【持ち替え】~2番目のホールドが両手で持てそうな形の場合の有力候補
前ページの写真のような三つ並びの場合、2番目のホールドが持ちやすそうな形をしている点に注目してみよう。指をしっかりかけられるだけの窪みがあり、両手で持てそうなだけの幅もある。
こんなときは、1つ目のホールドを左手で持ったまま、まず右手で2番目のホールドを取る(写真左)。体が二等辺三角形を維持できるよう足を動かし、次いで左手も2番目のホールドに移動して添える(中央)。その後、右手で3番目のホールドに向かう(右)。順に手を送り込み、持ち替えていくのだ。
これが「持ち替え」という技だ。この「持ち替え」は、次のホールドがある程度大きくて、持ちやすい形であることが必須条件となる。
【クロス】~2番目のホールドを両手で持ちにくそうな場合の有力候補
上の写真の緑色のホールドのように、2番目のホールドの表面がつるつる滑りやすく、片方の手の指しか引っかけられそうにない場合は、両手を使う「持ち替え」はできない。
そんな場合は、1番目のホールドを右手で持ったまま、左手で2番目のホールドを取り(下の写真中央)、そのうえで、3番目のホールドを右手でつかもう(右)。
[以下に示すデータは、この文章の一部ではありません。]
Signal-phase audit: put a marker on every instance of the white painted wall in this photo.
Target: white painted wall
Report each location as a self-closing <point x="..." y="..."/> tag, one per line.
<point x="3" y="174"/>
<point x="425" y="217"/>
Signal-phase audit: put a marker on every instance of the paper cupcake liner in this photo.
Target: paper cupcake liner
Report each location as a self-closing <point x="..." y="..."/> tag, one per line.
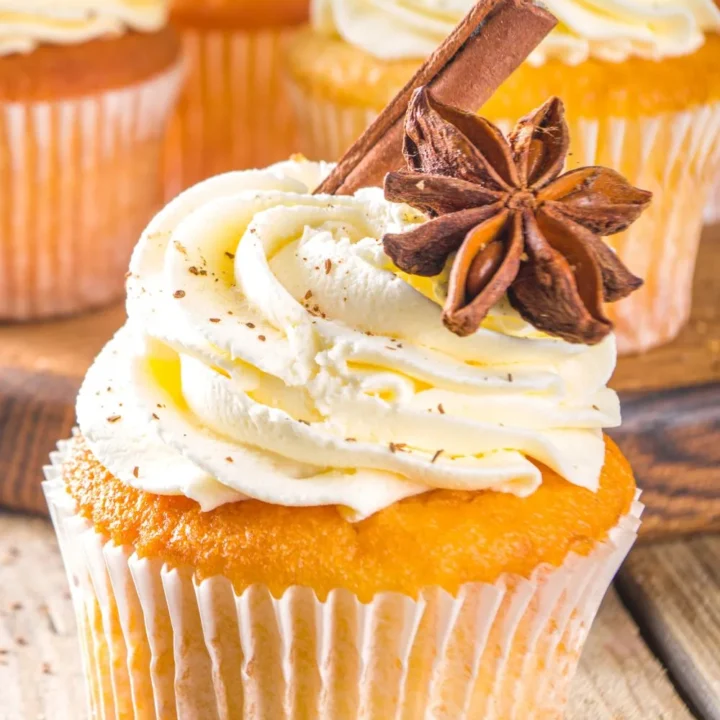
<point x="712" y="210"/>
<point x="79" y="180"/>
<point x="327" y="129"/>
<point x="676" y="156"/>
<point x="158" y="644"/>
<point x="234" y="112"/>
途中で右手と左手を体の前でクロスさせることから、この動きを「クロス」と呼ぶ。
【とばし】~2番目のホールドが小さくてしっかり持てそうにないときの有力候補
2番目のホールドが小さくて指の先を引っかけるほどの浅いポケットしかない場合は、「持ち替え」はもちろん「クロス」もやりにくそうだと推量できる。
そんなときは、3段飛びのように2番目のホールドは右手で引っかけるだけにし(下の写真中央)、すぐに手を離して勢いをつけて3番目に飛び、同じ右手で取る(右)。これが「とばし」という技だ。
ただし、2番目のホールドから3番目への距離が遠く離れていれば、同じ手では届かないので、「とばし」ではなく、「クロス」を選択する。
また、2番目のホールドが縦長のいわゆる「ピンチ」や「サイド」と呼ばれる形状をしている場合も(ホールドの形状についてはこちらをご覧ください)、「クロス」はやりにくいため「とばし」が有力候補となる。
このように「持ち替え」「クロス」「とばし」3つのどれを選ぶかは、先にあるホールドの形である程度判断がつく。とはいえ、ホールドの位置によっても変わってくるため、慣れるまでは試行錯誤を繰り返すしかないが、3つあるパターンのどれが有力候補か、その次にトライするとしたらどれかといったことを絞り込めるようになれば、それだけ登る時間を短縮できて体力も浪費せずに済む。
それができるようになるためにも、地上でオブザベーションをしているときに、どの動きでホールドを取るかをシミュレーションしたうえで、実際にオブザベーション通り攻略できるかを試してみよう。